Most people are just getting used to not counting Pluto among the solar system's nine — oops, eight — main planets. Now though, we may have to change our understanding of what planets are (again), as NASA scientists suggest a new definition.


Back in 2006, the International Astronomical Union (IAU) redefined what constitutes a planet in our solar system as follows: "a celestial body that (a) is in orbit around the Sun, (b) has sufficient mass for its self-gravity to overcome rigid body forces so that it assumes a hydrostatic equilibrium (nearly round) shape, and (c) has cleared the neighborhood around its orbit." It was the last bit in this definition that effectively kicked Pluto out of the planet roster.

Now, NASA researchers led by by Alan Stern, the principle investigator for NASA's New Horizons Pluto mission, have proposed a geophysical definition. Instead of being dependent on whether a cosmic body orbits the Sun or not, the scientists looked to their intrinsic physical properties. According to the manifesto, "a planet is a sub-stellar mass body that has never undergone nuclear fusion and that has sufficient self-gravitation to assume a spheroidal shape adequately described by a triaxial ellipsoid regardless of its orbital parameters."

A Matter of Opinion?

Stern was particularly adamant about the 2006 decision, as it was proposed by California Institute of Technology (Caltech) astronomer Mike Brown. "Why would you listen to an astronomer about a planet?" Stern told Business Insider's Kelly Dickerson back in 2015. "You really should listen to planetary scientists that know something about this subject," added Stern, who is a planetary scientist himself. "When we look at an object like Pluto, we don't know what else to call it."
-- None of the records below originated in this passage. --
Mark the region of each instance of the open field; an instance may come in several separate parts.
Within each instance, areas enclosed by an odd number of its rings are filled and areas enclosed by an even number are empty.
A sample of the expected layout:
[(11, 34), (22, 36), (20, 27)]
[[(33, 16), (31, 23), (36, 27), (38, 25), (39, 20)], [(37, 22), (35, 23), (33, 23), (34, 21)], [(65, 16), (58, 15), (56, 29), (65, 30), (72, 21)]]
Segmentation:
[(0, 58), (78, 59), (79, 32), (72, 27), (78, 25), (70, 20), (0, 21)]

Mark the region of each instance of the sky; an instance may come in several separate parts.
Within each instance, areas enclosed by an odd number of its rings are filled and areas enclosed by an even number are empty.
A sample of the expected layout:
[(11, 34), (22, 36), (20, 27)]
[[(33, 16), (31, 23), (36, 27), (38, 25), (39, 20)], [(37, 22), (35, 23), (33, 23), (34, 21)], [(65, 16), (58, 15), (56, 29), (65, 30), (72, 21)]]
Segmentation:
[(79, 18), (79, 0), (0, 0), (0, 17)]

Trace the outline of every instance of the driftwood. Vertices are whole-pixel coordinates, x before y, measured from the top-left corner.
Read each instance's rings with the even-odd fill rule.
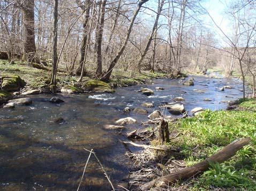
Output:
[[[156,186],[161,186],[165,184],[174,183],[179,180],[189,179],[200,174],[202,172],[208,169],[210,162],[221,163],[227,161],[234,156],[236,153],[245,145],[247,145],[250,141],[251,138],[247,137],[233,141],[204,161],[191,167],[185,168],[177,172],[159,177],[145,184],[141,188],[142,190],[145,190]]]

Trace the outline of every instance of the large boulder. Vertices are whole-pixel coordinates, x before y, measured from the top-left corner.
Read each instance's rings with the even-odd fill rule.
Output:
[[[93,92],[114,93],[115,90],[106,82],[100,80],[91,79],[86,81],[84,84],[85,89]]]
[[[34,95],[39,94],[41,93],[41,91],[39,90],[31,90],[21,93],[21,95]]]
[[[32,104],[32,100],[29,98],[24,98],[16,99],[11,99],[10,100],[9,100],[8,102],[19,105],[30,105]]]
[[[154,95],[154,91],[149,89],[149,88],[142,88],[138,91],[138,92],[142,92],[143,94],[147,96],[149,96],[151,95]]]
[[[185,101],[185,99],[184,99],[183,98],[181,97],[177,97],[174,98],[174,99],[172,99],[172,100],[175,101]]]
[[[14,104],[8,103],[4,106],[4,108],[14,108],[15,107]]]
[[[62,100],[61,98],[57,97],[53,97],[50,100],[49,100],[49,102],[51,103],[54,103],[54,104],[60,104],[60,103],[63,103],[65,101],[64,101],[63,100]]]
[[[143,114],[143,115],[147,115],[147,113],[148,113],[148,112],[146,110],[146,109],[140,108],[138,107],[135,108],[133,110],[133,112],[137,114]]]
[[[148,107],[148,108],[154,107],[154,104],[150,102],[143,103],[143,104],[141,104],[141,106],[142,107]]]
[[[170,103],[161,106],[166,108],[173,115],[180,115],[186,112],[184,105],[180,102]]]
[[[19,91],[26,85],[26,83],[17,75],[2,77],[2,89],[7,91]]]
[[[0,104],[5,103],[12,98],[12,96],[11,93],[0,90]]]
[[[183,84],[185,85],[194,85],[194,83],[192,80],[189,80],[184,82]]]
[[[124,129],[125,127],[123,125],[104,125],[103,128],[107,129],[115,129],[121,130]]]
[[[82,90],[70,85],[67,85],[65,86],[62,87],[61,90],[61,92],[62,93],[82,93],[83,92]]]
[[[126,124],[133,124],[137,122],[136,120],[128,117],[126,118],[121,118],[116,121],[116,124],[117,125],[126,125]]]
[[[200,113],[202,113],[205,110],[202,108],[201,107],[195,107],[192,110],[191,110],[191,113],[192,113],[193,115],[197,116]]]
[[[151,120],[154,120],[154,119],[155,119],[155,118],[161,117],[161,116],[162,116],[161,113],[159,110],[156,110],[153,113],[152,113],[151,114],[148,115],[148,118],[150,118]]]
Defining what a planet is isn't as arbitrary is it seems. Stern and his team had to come up with a definition that would reinstate Pluto back into full-planetary status, while at the same time leaving out a host of other cosmic objects — like stars and other stellar bodies, including white dwarfs, neutron stars, and black holes. The new definition, however, would include not just all known dwarf planets but also our very own moon.

None of this is final, of course. But if there's one thing we can conclude from this battle of definitions, it's this: there's still so much we don't know about the cosmos. Recent discoveries about Pluto have made it more obvious than ever that it could be defined as a planet, but more research is needed to finally conclude what a planet is.